Writing about history as well as science, Mikhail Epstein underscores Stengers’s link between the interesting and evidence in his account of the former as the “relationship of provability to probability.” Epstein writes, “What makes a certain theory interesting is its presentation of a consistent and plausible proof for what appears to be least probable. In other words, the interest of a theory is inversely proportional to the probability of its thesis and directly proportional to the provability of its argument” (78).
Epstein continues,
If wonder involves the measure of improbability, then reason provides the measure of provability. We now see that the category of the interesting emerges as the measure of tension between wonder and understanding or, in other words, between the alterity of the object and reason’s capacity to integrate it. On the one hand, an object offering a proliferation of wonders without any reasonable explanation diminishes its potential to be interesting because we give up all hope of rationally integrating such a phenomenon. On the other hand, the evacuation of wonder that guarantees an easy triumph for reason undermines our interest as well. (79)
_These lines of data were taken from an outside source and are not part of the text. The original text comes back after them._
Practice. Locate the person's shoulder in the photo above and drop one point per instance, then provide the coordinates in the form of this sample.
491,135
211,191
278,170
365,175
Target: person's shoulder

Ngai, Sianne. Our Aesthetic Categories. First Harvard University Press, 2012.
can “you might be interested in…” be considered a kind of thesis?
algorithms/companies in an attempt to know us (you might be interested in…), do they open us to wonder (the unexpected?) or do they simply tunnel vision us on the easiest cases? (116, ’the evacuation of wonder’) do they let us return to the interesting later? or in the case of twitter, do we simply react and move on? does forgetting allow us to return and re-discover why we found it interesting in the first place?
is the failure of these schemes (yes/no) that they don’t provoke us to evaluate why we find something interesting? or that if they do provoke us, the reappraisal is simply turned into ad money?
or do they simply enable us to break ’the interesting’ down into its elements and become database animals (124, 125), related to Otaku
a ’like’ is a catch-all for many different kinds of judgements?